The final test used the classic metaphysical statement a=a to assure against false positives.  This read plus 10 (totally true) on the BullChip Meter and assured our computer scientist that they were ready for production. 

There is an endless list of future garbage to be translated and astute WoodChips readers have been flooding our inbox with them.  For example, Honorary WoodChip Jason recently returned from a trip to Costa Rica.  In his field report he wrote “I flew Spirit.  Very cheap tickets.  But it turns out you have to pay even for carry-on bags (the ones that go overhead).  How do they phrase it?: ’To give our customers more options regarding baggage, we now offer carry-on baggage for a fee.’” 

We’re almost afraid to run that one through the BullChip-A-Tron 9000, and our computer scientist have wisely decided to double up again on the breaker circuits before translating it. 

You’ll be hearing of more breakthroughs with the BullChip-A-Tron 9000 as the American political season gets underway. 

So what do you think Spirit’s baggage phrase will translate to?  And do you have any inane business or political statements you would like translated? 

Have a great day (but wear your hip boots, it’s mucky out there) – J. Daniel

P.S. Sites you will want to check out.  1) More of Drayton’s wit and wisdom at http://drayton-bird-droppings.blogspot.com/.  2)  Jason’s excellent investment site that I use (he’s the Executive Editor) which reads +10 A-Okay True on the meter – you might want to join – at  http://libertystreetinvestor.com/

2 Responses to “BullChip-A-Tron 9000 Stunning Press Release”

  1. Marty says:


    The translation for the carry-on baggage ‘option’ is simply “Welcome to _______ Airlines.

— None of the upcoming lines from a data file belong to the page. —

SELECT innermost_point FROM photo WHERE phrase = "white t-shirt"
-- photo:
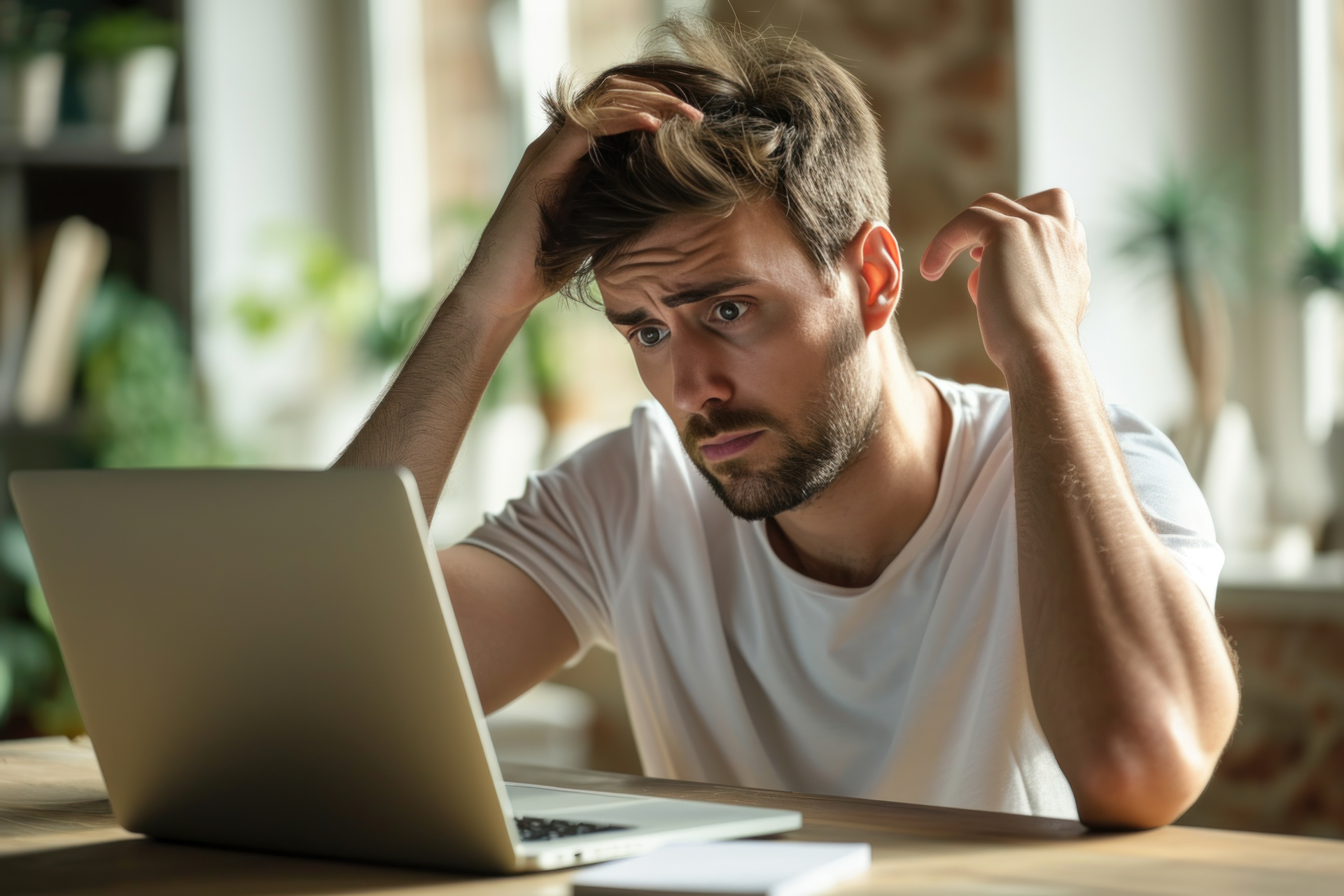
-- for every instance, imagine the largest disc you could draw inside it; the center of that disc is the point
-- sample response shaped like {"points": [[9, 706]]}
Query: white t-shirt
{"points": [[741, 671]]}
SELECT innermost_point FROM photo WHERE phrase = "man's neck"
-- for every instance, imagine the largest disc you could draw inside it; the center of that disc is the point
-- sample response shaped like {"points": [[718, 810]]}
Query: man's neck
{"points": [[854, 530]]}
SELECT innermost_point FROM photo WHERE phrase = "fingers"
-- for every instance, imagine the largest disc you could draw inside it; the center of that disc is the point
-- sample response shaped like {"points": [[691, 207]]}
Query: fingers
{"points": [[974, 227], [632, 104], [1057, 203], [971, 229]]}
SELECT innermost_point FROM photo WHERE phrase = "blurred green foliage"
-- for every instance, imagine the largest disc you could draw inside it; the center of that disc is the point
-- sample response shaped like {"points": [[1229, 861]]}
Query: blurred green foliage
{"points": [[1187, 223], [141, 407], [143, 403], [323, 282], [112, 35], [1323, 266]]}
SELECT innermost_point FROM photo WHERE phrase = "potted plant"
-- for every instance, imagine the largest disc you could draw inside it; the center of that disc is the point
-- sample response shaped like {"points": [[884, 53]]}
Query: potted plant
{"points": [[31, 70], [131, 61]]}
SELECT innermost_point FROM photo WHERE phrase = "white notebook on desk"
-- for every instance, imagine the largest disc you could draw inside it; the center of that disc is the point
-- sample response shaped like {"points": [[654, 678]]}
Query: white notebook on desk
{"points": [[745, 868]]}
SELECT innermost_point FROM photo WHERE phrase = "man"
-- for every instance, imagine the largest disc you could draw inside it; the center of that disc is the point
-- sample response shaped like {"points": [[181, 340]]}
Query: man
{"points": [[819, 568]]}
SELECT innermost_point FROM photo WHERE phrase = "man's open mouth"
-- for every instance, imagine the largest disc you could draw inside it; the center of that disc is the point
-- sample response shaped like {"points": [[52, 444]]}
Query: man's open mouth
{"points": [[727, 447]]}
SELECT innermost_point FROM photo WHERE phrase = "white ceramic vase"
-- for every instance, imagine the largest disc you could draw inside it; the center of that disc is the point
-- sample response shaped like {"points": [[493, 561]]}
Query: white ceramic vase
{"points": [[144, 93], [38, 97]]}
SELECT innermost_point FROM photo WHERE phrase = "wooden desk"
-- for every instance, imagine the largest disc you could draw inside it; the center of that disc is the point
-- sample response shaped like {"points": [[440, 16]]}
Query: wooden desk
{"points": [[57, 836]]}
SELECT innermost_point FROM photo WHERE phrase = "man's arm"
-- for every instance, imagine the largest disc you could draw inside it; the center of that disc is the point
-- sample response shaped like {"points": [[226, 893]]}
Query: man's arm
{"points": [[1129, 675], [514, 633]]}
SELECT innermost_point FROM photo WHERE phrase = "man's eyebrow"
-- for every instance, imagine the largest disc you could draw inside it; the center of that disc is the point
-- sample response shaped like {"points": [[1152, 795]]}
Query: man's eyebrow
{"points": [[702, 293], [685, 298], [626, 318]]}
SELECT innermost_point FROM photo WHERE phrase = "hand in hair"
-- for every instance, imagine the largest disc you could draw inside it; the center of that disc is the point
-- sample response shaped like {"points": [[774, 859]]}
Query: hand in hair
{"points": [[504, 264]]}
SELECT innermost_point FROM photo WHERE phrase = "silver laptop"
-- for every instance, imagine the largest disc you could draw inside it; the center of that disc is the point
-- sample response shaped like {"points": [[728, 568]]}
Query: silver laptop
{"points": [[269, 660]]}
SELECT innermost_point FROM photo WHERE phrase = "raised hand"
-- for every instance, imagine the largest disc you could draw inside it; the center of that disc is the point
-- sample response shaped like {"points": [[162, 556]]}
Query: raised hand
{"points": [[1031, 285], [503, 267]]}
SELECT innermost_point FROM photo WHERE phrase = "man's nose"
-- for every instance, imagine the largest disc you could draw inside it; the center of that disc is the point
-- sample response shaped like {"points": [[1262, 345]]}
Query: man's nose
{"points": [[698, 372]]}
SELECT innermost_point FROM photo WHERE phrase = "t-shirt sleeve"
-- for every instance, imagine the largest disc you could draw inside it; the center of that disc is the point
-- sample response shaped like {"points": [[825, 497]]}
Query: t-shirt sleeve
{"points": [[569, 532], [1171, 498]]}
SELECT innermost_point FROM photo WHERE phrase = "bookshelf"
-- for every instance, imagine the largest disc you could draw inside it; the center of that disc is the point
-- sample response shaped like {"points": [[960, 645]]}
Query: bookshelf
{"points": [[141, 199]]}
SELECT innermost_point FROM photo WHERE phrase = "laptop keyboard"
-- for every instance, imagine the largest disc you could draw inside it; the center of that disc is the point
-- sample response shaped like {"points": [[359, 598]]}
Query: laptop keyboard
{"points": [[556, 828]]}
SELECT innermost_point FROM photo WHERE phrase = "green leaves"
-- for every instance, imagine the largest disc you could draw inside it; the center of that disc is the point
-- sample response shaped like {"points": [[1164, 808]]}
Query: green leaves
{"points": [[115, 35], [143, 405]]}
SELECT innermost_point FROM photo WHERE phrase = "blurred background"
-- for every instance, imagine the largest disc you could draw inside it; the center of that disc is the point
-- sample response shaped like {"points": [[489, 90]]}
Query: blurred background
{"points": [[223, 223]]}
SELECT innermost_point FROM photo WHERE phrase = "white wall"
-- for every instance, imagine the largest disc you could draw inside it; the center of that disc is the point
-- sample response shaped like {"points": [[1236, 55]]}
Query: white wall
{"points": [[1110, 93]]}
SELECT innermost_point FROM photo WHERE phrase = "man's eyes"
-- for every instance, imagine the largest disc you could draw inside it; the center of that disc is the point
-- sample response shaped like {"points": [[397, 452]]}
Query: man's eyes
{"points": [[729, 312], [651, 335]]}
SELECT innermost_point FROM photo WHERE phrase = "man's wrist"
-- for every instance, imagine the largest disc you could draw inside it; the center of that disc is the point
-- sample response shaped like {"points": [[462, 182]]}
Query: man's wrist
{"points": [[1047, 365]]}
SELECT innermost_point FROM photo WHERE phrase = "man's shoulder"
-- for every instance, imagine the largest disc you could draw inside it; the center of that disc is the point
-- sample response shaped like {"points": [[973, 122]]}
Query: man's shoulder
{"points": [[622, 456]]}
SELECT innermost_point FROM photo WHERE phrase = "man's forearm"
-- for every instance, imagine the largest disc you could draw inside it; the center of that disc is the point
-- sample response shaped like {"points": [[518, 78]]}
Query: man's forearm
{"points": [[1128, 671], [424, 415]]}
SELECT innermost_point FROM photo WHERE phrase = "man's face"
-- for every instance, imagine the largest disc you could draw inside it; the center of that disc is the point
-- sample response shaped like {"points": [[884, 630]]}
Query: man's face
{"points": [[757, 359]]}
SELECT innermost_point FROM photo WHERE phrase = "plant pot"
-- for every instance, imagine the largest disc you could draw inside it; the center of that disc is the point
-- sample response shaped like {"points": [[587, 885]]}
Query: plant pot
{"points": [[144, 93], [31, 102]]}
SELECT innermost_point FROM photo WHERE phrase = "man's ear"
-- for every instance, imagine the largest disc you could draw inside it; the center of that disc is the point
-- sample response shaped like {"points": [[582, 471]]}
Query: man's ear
{"points": [[879, 270]]}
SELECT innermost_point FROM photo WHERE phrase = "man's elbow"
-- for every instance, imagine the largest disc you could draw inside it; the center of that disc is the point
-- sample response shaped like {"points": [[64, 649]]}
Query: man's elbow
{"points": [[1135, 793]]}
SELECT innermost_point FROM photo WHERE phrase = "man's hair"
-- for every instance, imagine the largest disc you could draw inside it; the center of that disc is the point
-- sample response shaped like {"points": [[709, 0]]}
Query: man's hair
{"points": [[781, 121]]}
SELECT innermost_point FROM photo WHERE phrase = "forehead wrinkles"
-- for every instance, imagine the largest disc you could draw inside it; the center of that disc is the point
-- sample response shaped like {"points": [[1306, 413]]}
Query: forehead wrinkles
{"points": [[663, 260]]}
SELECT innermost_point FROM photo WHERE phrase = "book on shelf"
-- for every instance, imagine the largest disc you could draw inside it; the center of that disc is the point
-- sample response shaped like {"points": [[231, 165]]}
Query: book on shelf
{"points": [[48, 363]]}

Now sit down and shut up so the attendants can enjoy their flight”. You can fill in the airline name of your choice, since they all now seem to have the same crappy service level.

  2. Peter Wright says:

    Wonderful invention by the Woodchips scientists, but sadly the BullChip-A-Tron 9000 will be overloaded and burn out if you just try to analyse a tiny fraction of the garbage that needs to go in it.

    I suspect that you will need to design a much more powerful version or franchise the system so that it can run on big business or political computer networks and choke the garbage off at source.

    One of my favourites is “This call may be recorded for quality or training purposes.” Which I suspect is code for “We are recording your voice and what you say so that we have something to use against you should you ever be stupid enough to complain.”